In 1690 John Burrard, the head of the family, was returned with his brother-in-law, Thomas Dore, by the freemen, but an attempt was made to break the Burrard interest by enfranchising the inhabitants at large. Thomas Jervoise* of Herriard, Hampshire, and Oliver Cromwell, grandson of the Protector, stood on the commonalty vote. Jervoise and Cromwell petitioned on 24 Mar. 1690, renewing their petition each session (13 Oct. 1690, 30 Oct. 1691) until the case was heard by the elections committee, who reported on 29 Dec. 1691 that they had resolved that the right of election lay in the freemen only and that Burrard and Dore were duly elected, a decision the House confirmed. The same thing happened in 1695 when John Pitt*, brother of George Pitt* of Strathfieldsaye, stood on the commonalty vote with William Clerk. Their petition, presented on 25 Nov. 1695, was referred to the elections committee and when reported on 18 Feb. 1696 was rejected without a division. At the end of the 1695 Parliament Burrard died and was replaced for a month by William Tulse of Hinton Admiral, Hampshire. Although Tulse came from a Whig parliamentary family (his father and grandfather had both sat for Christchurch), he was clearly only a stop-gap, as at the next general election the seat was filled by John Burrard’s kinsman, George Burrard, a London attorney with property in the borough. The other seat was held as usual by Dore. Although the general election was uncontested the Powletts had to be vigilant in defence of their interest as the subsequent election for the mayoralty saw their candidate emerge victorious by only three votes. In the general election of January 1701 there was a contest. Dore stood with John Burrard’s brother, Paul Burrard I of Walhampton, now head of the family. Their opponents were two Tories, James Worsley* of Pylewell and Thomas Fullerton. After an inevitable defeat, Worsley and Fullerton presented a petition on 14 Feb. 1701 which was never reported.3

Dore and Burrard were returned at the next two general elections, and in 1705 Dore was joined by Burrard’s son, Paul II. Dore died before the Parliament met and at the ensuing by-election was replaced by Charles Powlett II, Marquess of Winchester, son of the 2nd Duke of Bolton. Paul Burrard II continued to hold the seat in 1708, but Winchester transferred to the county, his seat being taken by Richard Chaundler, a Wiltshire landowner and the Duke of Bolton’s nominee. The 1710 election was contested: two Tories, John Walter and William Forbes (apparently a Scot), stood on the popular vote against Burrard and Lord William Powlett, the Duke of Bolton’s brother, who as one of the managers of Sacheverell’s impeachment had retired from Winchester, which he usually represented, to the comparative safety of Lymington.
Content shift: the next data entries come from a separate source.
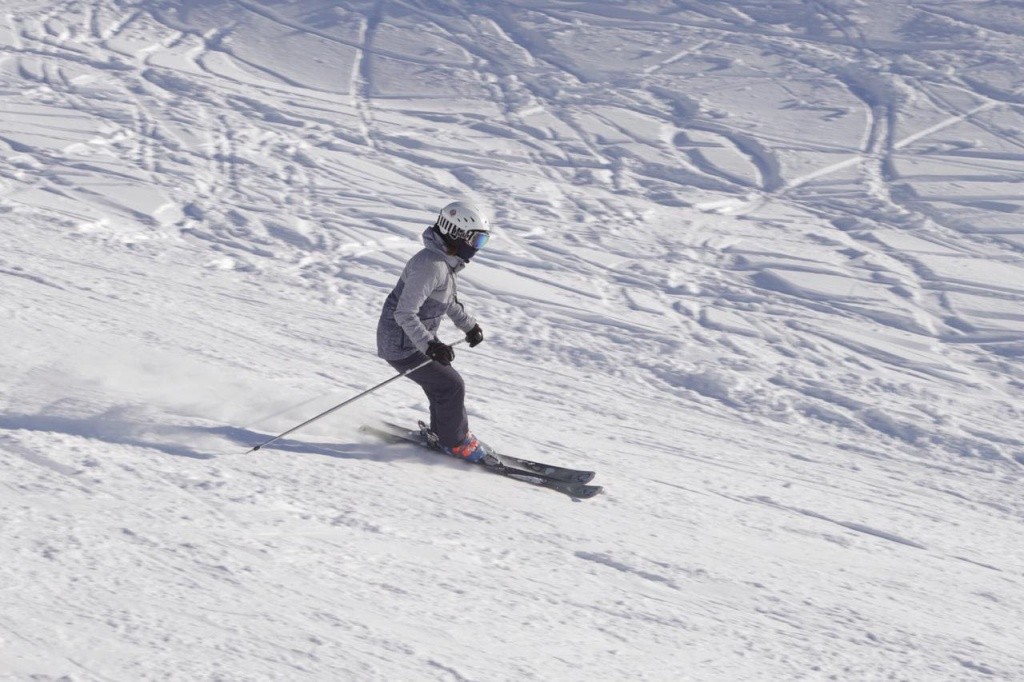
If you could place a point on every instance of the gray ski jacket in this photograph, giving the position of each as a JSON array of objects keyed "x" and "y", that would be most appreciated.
[{"x": 425, "y": 292}]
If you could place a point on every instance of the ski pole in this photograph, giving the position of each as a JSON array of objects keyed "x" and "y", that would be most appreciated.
[{"x": 348, "y": 401}]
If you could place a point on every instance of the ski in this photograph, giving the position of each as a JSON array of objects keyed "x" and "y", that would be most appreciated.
[
  {"x": 567, "y": 481},
  {"x": 549, "y": 471}
]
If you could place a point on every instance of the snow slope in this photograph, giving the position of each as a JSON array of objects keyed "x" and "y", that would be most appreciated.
[{"x": 760, "y": 264}]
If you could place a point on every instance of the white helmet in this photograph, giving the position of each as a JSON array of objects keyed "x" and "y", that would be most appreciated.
[{"x": 464, "y": 221}]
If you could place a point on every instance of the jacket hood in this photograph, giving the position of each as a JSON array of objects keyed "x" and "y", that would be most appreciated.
[{"x": 433, "y": 241}]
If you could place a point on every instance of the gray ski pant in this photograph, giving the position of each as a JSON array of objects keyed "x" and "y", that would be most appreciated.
[{"x": 446, "y": 392}]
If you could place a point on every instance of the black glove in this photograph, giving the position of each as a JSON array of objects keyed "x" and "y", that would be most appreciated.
[
  {"x": 474, "y": 336},
  {"x": 440, "y": 352}
]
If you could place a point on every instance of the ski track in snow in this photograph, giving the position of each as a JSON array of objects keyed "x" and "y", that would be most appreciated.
[{"x": 758, "y": 264}]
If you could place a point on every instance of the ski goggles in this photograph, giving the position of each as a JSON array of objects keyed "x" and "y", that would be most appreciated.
[{"x": 474, "y": 238}]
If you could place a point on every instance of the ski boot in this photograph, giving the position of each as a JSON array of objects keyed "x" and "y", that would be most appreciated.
[{"x": 469, "y": 449}]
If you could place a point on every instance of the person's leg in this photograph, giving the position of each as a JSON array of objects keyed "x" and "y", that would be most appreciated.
[{"x": 446, "y": 392}]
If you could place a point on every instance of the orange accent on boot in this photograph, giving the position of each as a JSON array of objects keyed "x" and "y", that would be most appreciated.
[{"x": 467, "y": 446}]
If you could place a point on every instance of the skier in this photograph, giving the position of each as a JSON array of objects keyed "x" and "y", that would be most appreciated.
[{"x": 407, "y": 332}]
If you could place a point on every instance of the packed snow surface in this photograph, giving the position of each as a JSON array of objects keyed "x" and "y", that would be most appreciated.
[{"x": 759, "y": 264}]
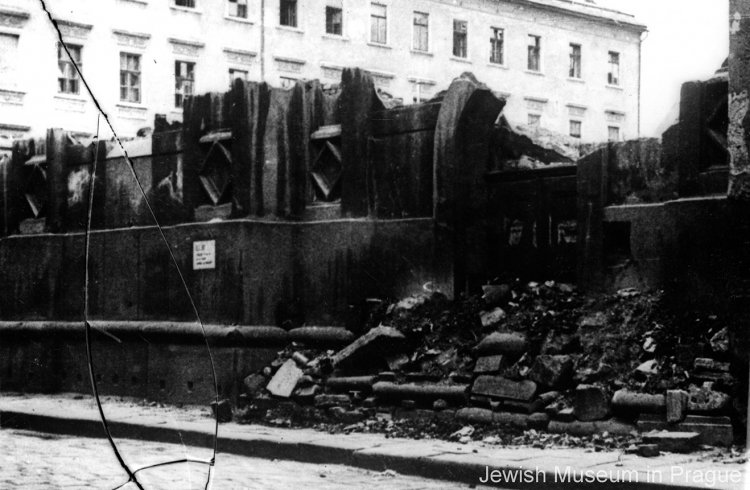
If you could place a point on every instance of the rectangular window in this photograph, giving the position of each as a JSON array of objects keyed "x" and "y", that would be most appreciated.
[
  {"x": 497, "y": 46},
  {"x": 613, "y": 133},
  {"x": 613, "y": 76},
  {"x": 130, "y": 78},
  {"x": 534, "y": 53},
  {"x": 378, "y": 23},
  {"x": 460, "y": 29},
  {"x": 421, "y": 32},
  {"x": 184, "y": 81},
  {"x": 8, "y": 58},
  {"x": 334, "y": 19},
  {"x": 67, "y": 79},
  {"x": 235, "y": 74},
  {"x": 288, "y": 13},
  {"x": 575, "y": 61},
  {"x": 575, "y": 129},
  {"x": 238, "y": 8}
]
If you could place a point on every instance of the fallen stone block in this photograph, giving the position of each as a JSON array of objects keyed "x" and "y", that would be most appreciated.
[
  {"x": 648, "y": 450},
  {"x": 321, "y": 336},
  {"x": 552, "y": 371},
  {"x": 423, "y": 392},
  {"x": 377, "y": 344},
  {"x": 705, "y": 400},
  {"x": 673, "y": 442},
  {"x": 397, "y": 361},
  {"x": 473, "y": 415},
  {"x": 222, "y": 410},
  {"x": 346, "y": 416},
  {"x": 488, "y": 364},
  {"x": 676, "y": 405},
  {"x": 285, "y": 380},
  {"x": 512, "y": 344},
  {"x": 503, "y": 388},
  {"x": 538, "y": 421},
  {"x": 648, "y": 368},
  {"x": 548, "y": 397},
  {"x": 591, "y": 403},
  {"x": 489, "y": 318},
  {"x": 494, "y": 295},
  {"x": 420, "y": 415},
  {"x": 711, "y": 365},
  {"x": 307, "y": 393},
  {"x": 566, "y": 415},
  {"x": 254, "y": 384},
  {"x": 579, "y": 428},
  {"x": 350, "y": 383},
  {"x": 714, "y": 431},
  {"x": 632, "y": 402},
  {"x": 720, "y": 341},
  {"x": 327, "y": 401},
  {"x": 559, "y": 344},
  {"x": 519, "y": 420}
]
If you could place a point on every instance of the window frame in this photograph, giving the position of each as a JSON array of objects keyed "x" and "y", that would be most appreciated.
[
  {"x": 579, "y": 124},
  {"x": 417, "y": 29},
  {"x": 129, "y": 86},
  {"x": 535, "y": 51},
  {"x": 493, "y": 45},
  {"x": 612, "y": 80},
  {"x": 74, "y": 78},
  {"x": 328, "y": 9},
  {"x": 610, "y": 128},
  {"x": 575, "y": 56},
  {"x": 190, "y": 4},
  {"x": 233, "y": 78},
  {"x": 383, "y": 27},
  {"x": 181, "y": 82},
  {"x": 293, "y": 13},
  {"x": 465, "y": 45},
  {"x": 237, "y": 5}
]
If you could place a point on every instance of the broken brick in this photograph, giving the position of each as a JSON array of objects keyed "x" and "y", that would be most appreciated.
[
  {"x": 254, "y": 384},
  {"x": 222, "y": 410},
  {"x": 327, "y": 401},
  {"x": 500, "y": 387},
  {"x": 513, "y": 344},
  {"x": 673, "y": 442},
  {"x": 677, "y": 402},
  {"x": 490, "y": 318},
  {"x": 648, "y": 450},
  {"x": 552, "y": 371},
  {"x": 379, "y": 343},
  {"x": 591, "y": 403},
  {"x": 629, "y": 401},
  {"x": 488, "y": 364},
  {"x": 706, "y": 400},
  {"x": 285, "y": 380},
  {"x": 720, "y": 341}
]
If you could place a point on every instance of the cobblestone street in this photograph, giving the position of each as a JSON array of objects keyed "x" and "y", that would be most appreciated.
[{"x": 32, "y": 460}]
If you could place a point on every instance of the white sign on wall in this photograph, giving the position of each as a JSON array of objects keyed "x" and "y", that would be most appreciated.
[{"x": 204, "y": 255}]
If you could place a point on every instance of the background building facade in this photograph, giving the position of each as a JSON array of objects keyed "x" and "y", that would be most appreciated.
[{"x": 570, "y": 67}]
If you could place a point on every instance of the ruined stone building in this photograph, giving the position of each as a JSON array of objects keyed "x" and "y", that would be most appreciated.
[{"x": 572, "y": 67}]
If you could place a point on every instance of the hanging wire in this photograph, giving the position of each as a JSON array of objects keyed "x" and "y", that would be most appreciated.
[{"x": 101, "y": 114}]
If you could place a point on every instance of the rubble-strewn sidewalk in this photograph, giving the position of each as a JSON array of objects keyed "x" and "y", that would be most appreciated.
[{"x": 470, "y": 463}]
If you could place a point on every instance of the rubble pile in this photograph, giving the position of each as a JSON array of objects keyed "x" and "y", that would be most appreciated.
[{"x": 532, "y": 363}]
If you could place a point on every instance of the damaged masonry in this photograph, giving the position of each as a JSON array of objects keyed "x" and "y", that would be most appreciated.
[{"x": 429, "y": 271}]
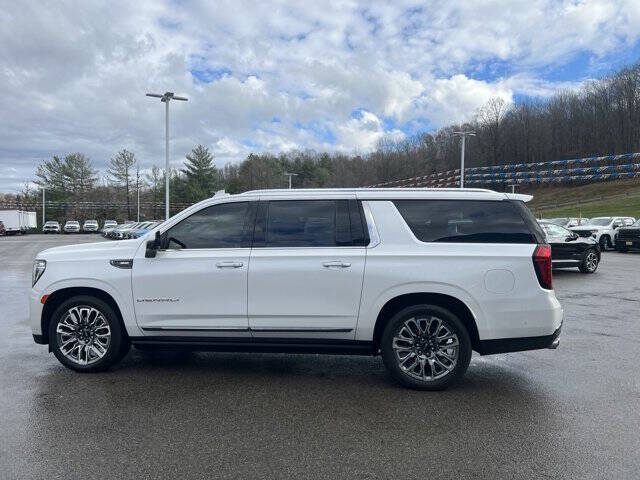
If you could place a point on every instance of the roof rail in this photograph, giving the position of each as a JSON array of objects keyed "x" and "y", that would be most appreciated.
[{"x": 365, "y": 189}]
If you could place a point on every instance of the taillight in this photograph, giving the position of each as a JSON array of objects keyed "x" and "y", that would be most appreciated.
[{"x": 542, "y": 265}]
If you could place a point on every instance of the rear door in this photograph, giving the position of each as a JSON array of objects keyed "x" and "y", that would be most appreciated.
[{"x": 306, "y": 269}]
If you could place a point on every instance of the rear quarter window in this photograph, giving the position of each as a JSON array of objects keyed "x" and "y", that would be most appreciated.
[{"x": 469, "y": 221}]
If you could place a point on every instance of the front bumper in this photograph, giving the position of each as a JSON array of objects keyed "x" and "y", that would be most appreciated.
[
  {"x": 628, "y": 243},
  {"x": 35, "y": 313}
]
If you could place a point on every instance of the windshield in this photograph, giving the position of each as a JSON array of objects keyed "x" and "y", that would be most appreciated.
[{"x": 600, "y": 221}]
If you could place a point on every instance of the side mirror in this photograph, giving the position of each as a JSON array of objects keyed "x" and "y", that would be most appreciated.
[{"x": 153, "y": 246}]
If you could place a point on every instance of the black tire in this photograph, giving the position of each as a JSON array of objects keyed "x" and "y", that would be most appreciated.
[
  {"x": 452, "y": 323},
  {"x": 118, "y": 345},
  {"x": 588, "y": 259}
]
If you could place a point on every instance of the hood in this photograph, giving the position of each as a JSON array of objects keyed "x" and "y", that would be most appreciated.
[
  {"x": 85, "y": 251},
  {"x": 588, "y": 227}
]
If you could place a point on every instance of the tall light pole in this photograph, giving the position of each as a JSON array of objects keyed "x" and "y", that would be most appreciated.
[
  {"x": 463, "y": 137},
  {"x": 290, "y": 175},
  {"x": 138, "y": 191},
  {"x": 166, "y": 98}
]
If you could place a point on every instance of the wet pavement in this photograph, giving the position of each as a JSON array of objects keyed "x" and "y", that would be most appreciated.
[{"x": 569, "y": 413}]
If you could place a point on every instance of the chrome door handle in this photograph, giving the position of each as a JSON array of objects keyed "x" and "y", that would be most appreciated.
[
  {"x": 229, "y": 264},
  {"x": 336, "y": 264}
]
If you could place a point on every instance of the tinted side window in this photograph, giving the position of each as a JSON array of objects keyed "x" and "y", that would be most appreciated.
[
  {"x": 465, "y": 221},
  {"x": 301, "y": 223},
  {"x": 217, "y": 226}
]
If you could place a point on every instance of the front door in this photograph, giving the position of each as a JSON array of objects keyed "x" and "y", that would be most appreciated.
[
  {"x": 198, "y": 281},
  {"x": 305, "y": 278}
]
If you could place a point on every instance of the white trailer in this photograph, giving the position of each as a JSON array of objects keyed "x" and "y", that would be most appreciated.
[
  {"x": 12, "y": 220},
  {"x": 33, "y": 220}
]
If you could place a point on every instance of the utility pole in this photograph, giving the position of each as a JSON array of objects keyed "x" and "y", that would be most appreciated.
[
  {"x": 463, "y": 135},
  {"x": 166, "y": 98},
  {"x": 290, "y": 175},
  {"x": 138, "y": 190}
]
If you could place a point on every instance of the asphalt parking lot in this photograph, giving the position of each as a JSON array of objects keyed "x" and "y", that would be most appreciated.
[{"x": 569, "y": 413}]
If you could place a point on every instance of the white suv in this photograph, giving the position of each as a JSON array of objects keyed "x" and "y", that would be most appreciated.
[
  {"x": 604, "y": 229},
  {"x": 422, "y": 277}
]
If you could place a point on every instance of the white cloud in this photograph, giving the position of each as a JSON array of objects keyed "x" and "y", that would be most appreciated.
[{"x": 282, "y": 75}]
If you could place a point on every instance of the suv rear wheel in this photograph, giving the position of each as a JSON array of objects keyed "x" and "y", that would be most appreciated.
[
  {"x": 86, "y": 335},
  {"x": 426, "y": 347},
  {"x": 589, "y": 261}
]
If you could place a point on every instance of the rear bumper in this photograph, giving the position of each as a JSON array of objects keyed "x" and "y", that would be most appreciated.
[{"x": 506, "y": 345}]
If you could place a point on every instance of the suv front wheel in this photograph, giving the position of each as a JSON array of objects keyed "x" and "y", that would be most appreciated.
[
  {"x": 426, "y": 347},
  {"x": 86, "y": 335}
]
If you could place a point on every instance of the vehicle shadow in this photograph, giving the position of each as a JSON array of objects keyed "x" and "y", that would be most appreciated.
[{"x": 238, "y": 412}]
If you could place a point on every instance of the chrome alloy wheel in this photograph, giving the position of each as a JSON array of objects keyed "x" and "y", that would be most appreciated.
[
  {"x": 425, "y": 348},
  {"x": 591, "y": 261},
  {"x": 83, "y": 335}
]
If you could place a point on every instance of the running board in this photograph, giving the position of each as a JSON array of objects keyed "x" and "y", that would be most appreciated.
[{"x": 260, "y": 345}]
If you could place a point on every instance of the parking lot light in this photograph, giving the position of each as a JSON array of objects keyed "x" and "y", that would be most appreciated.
[{"x": 166, "y": 98}]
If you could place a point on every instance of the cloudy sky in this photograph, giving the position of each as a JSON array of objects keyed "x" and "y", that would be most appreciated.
[{"x": 274, "y": 75}]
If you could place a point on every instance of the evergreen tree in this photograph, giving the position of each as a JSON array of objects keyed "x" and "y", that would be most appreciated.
[
  {"x": 120, "y": 173},
  {"x": 200, "y": 174}
]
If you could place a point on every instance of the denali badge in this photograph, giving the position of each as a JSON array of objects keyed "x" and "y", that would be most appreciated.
[{"x": 159, "y": 300}]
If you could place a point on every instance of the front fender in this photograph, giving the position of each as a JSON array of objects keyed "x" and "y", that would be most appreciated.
[{"x": 121, "y": 295}]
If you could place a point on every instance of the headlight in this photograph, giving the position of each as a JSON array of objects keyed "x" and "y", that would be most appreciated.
[{"x": 39, "y": 267}]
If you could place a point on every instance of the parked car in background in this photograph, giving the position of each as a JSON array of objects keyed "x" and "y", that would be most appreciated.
[
  {"x": 570, "y": 250},
  {"x": 90, "y": 226},
  {"x": 107, "y": 226},
  {"x": 447, "y": 272},
  {"x": 143, "y": 229},
  {"x": 569, "y": 222},
  {"x": 72, "y": 226},
  {"x": 604, "y": 229},
  {"x": 121, "y": 232},
  {"x": 628, "y": 237},
  {"x": 51, "y": 227},
  {"x": 13, "y": 221}
]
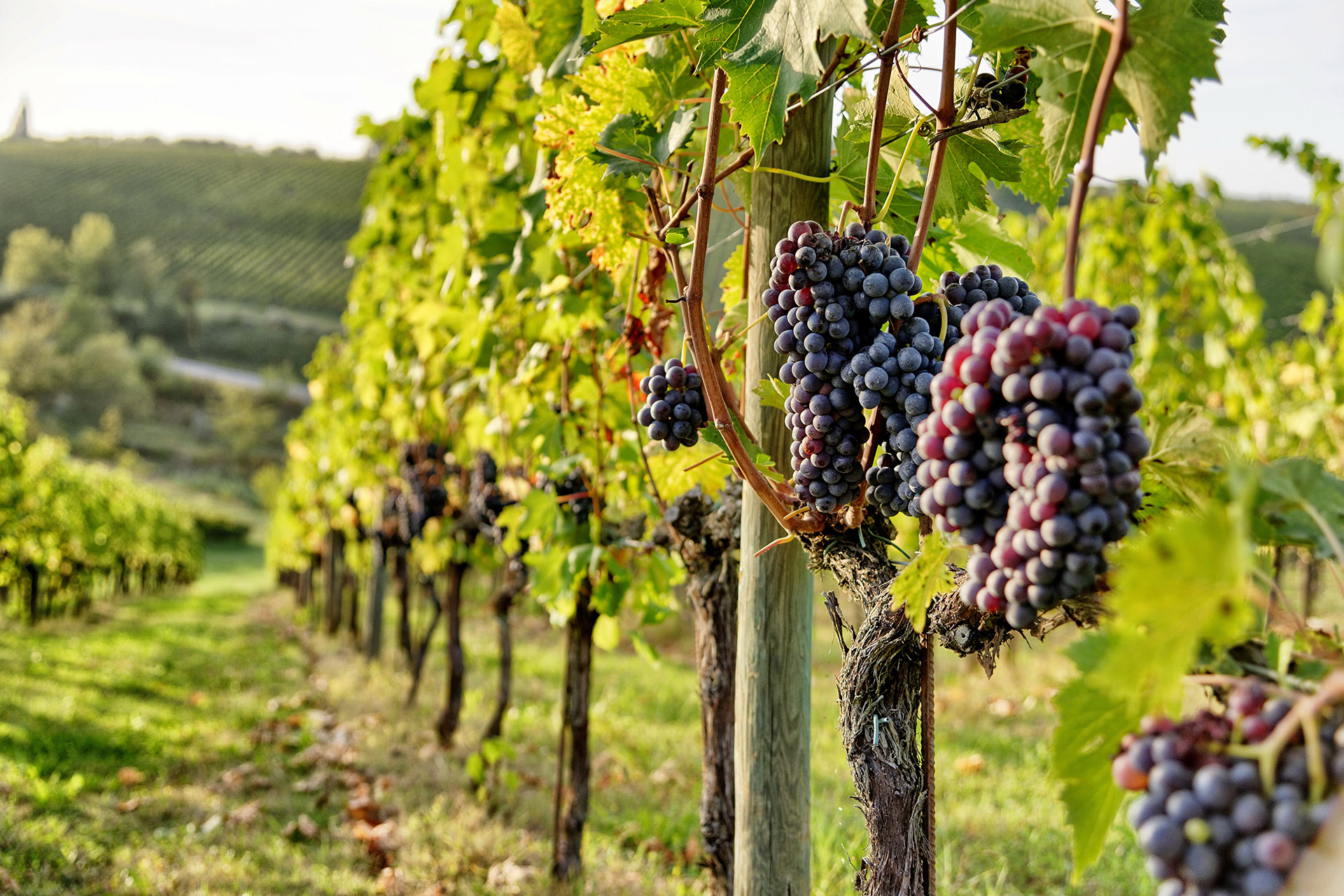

After their defeat, Walter and Forbes petitioned on 1 Dec. 1710, alleging that the mayor had refused ‘to take the petitioners’ legal votes, or to give them a copy of the poll; and he, and divers burgesses, used many illegal practices’. When the elections committee presented their report on 11 Jan. 1711 it was revealed that Walter and Forbes had only received seven votes each from the freemen, but the ‘populace polled themselves out of the Hall, and 87 voted for the petitioners only’. One of the witnesses for the petitioners said there were ‘about 70 burgesses, of which 15 or 16 are inhabitants; and there are near 100 other housekeepers, inhabitants, who are not burgesses, but are generally in as good condition as the burgesses’. The committee decided as usual that the right of election lay in the freemen only and that Powlett and Burrard had been duly elected. After a division on the question of agreeing with the resolution on the franchise had gone in favour of the committee, the House concurred. In 1713 Powlett was returned again, but Burrard stood down to make way for another Bolton nominee, Sir Joseph Jekyll, one of the Junto’s most prominent spokesmen in the Commons. The Powlett–Burrard alliance continued to control the borough after 1715.4

Author: Paula Watson


  • 1. E. King, Old Times Re-Visited, Lymington, 86–87.
  • 2. S. Burrard, Annals of Walhampton, 8–15, 25.
  • 3. Bolton mss at Bolton Hall, D22, Lord William Powlett to Mq. of Winchester, 28 Sept. 1698.
  • 4. SRO, Mar and Kellie mss GD124/15/1020/4, Dunbar to Ld. Grange (Hon. James Erskine†), 19 Dec. 1710.